Many Penn students consider themselves savvy investors, putting their money into effective and efficient enterprises.
But there’s one place where many people turn out to be surprisingly inefficient — charitable giving.
“People really care about performance — they want to know that the charities they’re donating to are really improving the world — but the number of people who actually research performance is only about a third of the people who care about performance,” said College senior Mark Toubman.
Toubman is the president of Giving What We Can, an organization focusing on ways that charitable donations can be distributed more efficiently. Giving What We Can is a member of the Penn Effective Altruism umbrella group that was formed this semester. Its other members include 80,000 Hours, which promotes careers with positive social impact, and the animal rights group Penn Animal Advocacy.
While each EA member organization has a unique focus, all are dedicated to the idea of “effective altruism” — the ethos that altruism should attempt to do the most amount of good with a given set of resources. This often means promoting charities that work in developing countries.
“For example, there’s schistosomiasis... a worm infection in your intestines,” College sophomore Lauren O’Mara said. O’Mara and Wharton sophomore Lindsey Li are the undergraduate chairs of One for the World, an effective altruism organization founded by 2014 Wharton MBA graduates Kate Epstein and Josh McCann. “[The disease] is completely preventable, there’s a drug that you can get to be cured, but so many kids die every year from it.”
Schistosomiasis kills up to 200,000 people a year, and parasitic infection can also increase susceptibility to other diseases like malaria and AIDS. Recent de-worming effects have focused on children, who are particularly susceptible.
“The treatment’s only one dollar per kid, and then they have an entire year of worm-free living,” O’Mara said. “For ten dollars, you can save ten kids who have these worms.”
In 2015, Americans donated over $370 billion to nonprofit organizations. But the largest recipients of those charity dollars were religious organizations, followed by educational groups including major universities like the University of Pennsylvania, according to information available on the National Philanthropic Trust website.
While many people prefer to donate to such organizations due to personal and emotional connections, they do not tend to provide as much direct, measurable impact. Effective altruists are trying to change that.
“If you’re already giving, [think] about where that money’s going,” second-year Wharton MBA student Charles Scott said. “Would you put your money into just any random set of stocks, or would you actually do the research to determine what’s going to give you the best return on your investment?’

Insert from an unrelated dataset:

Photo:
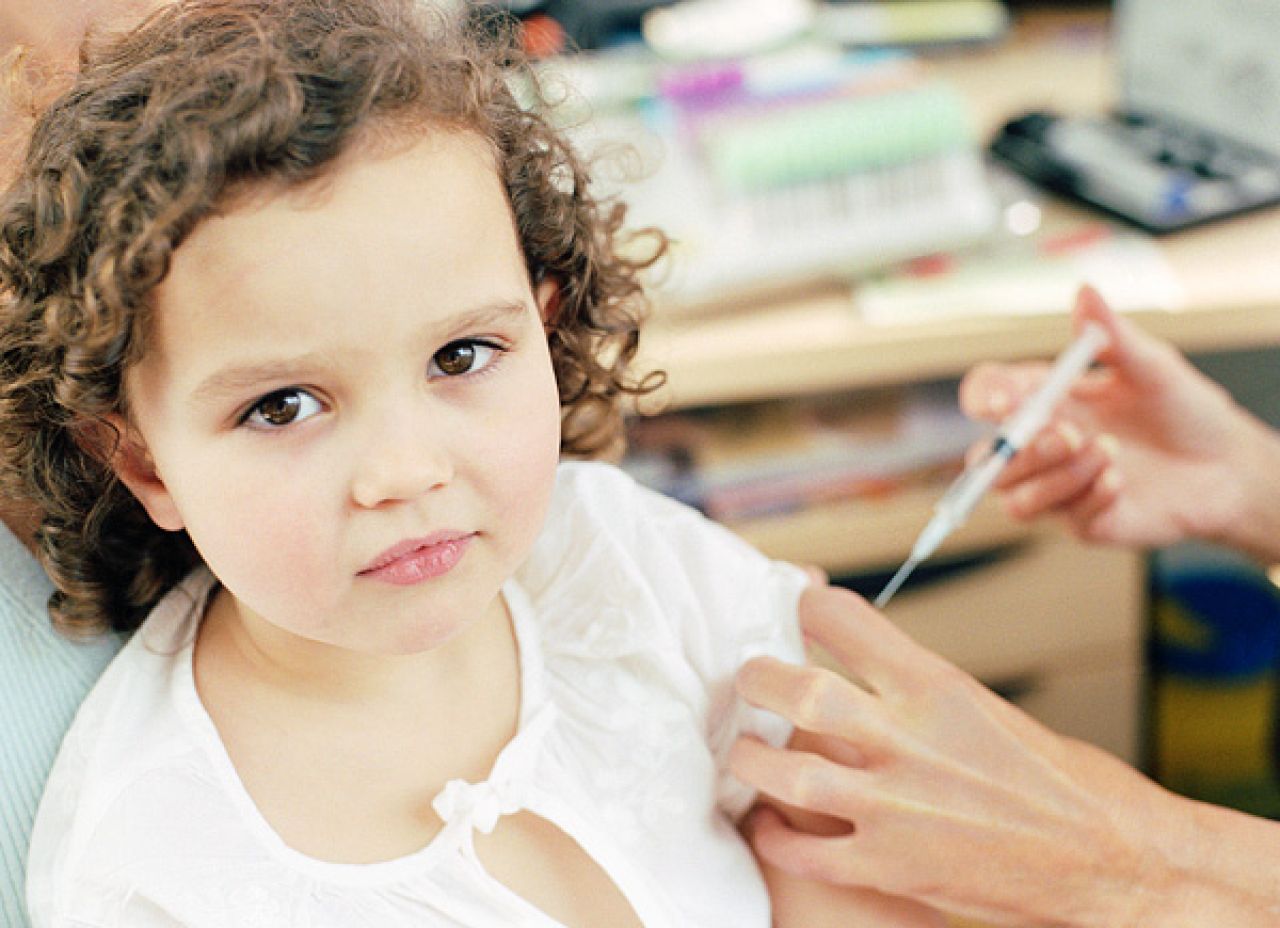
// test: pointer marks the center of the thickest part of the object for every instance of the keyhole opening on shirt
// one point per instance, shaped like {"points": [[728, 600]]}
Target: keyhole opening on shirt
{"points": [[552, 872]]}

Scott, along with fifth-year economics Ph.D. candidate Rossa O’Keeffe-O’Donovan, are One for the World’s graduate co-chairs. Like Giving What We Can, One for the World works to increase awareness of effective altruism, but it also aims for a more concrete goal — the one percent pledge, where students promise to donate one percent of their income to an approved non-profit organization.
“On average, people in the US give three percent of their incomes to charity,” O’Keeffe-O’Donovan said. “So what we’re asking is that at least one percent of that should be optimized, should be given to the most effective organizations.”
The group projects that after this year’s MBA class graduates, donations through One for the World will reach a rate of over $140,000 yearly.
One for the World’s undergraduate branch is more focused on building awareness through small discussion groups and one-on-one conversations. The group is also considering instituting a version of the pledge for undergraduates who receive internships during the summer.
“[Penn students] don’t all have the time to volunteer for charity efforts, but we definitely all have the earning potential to donate and...make an impact,” Li said.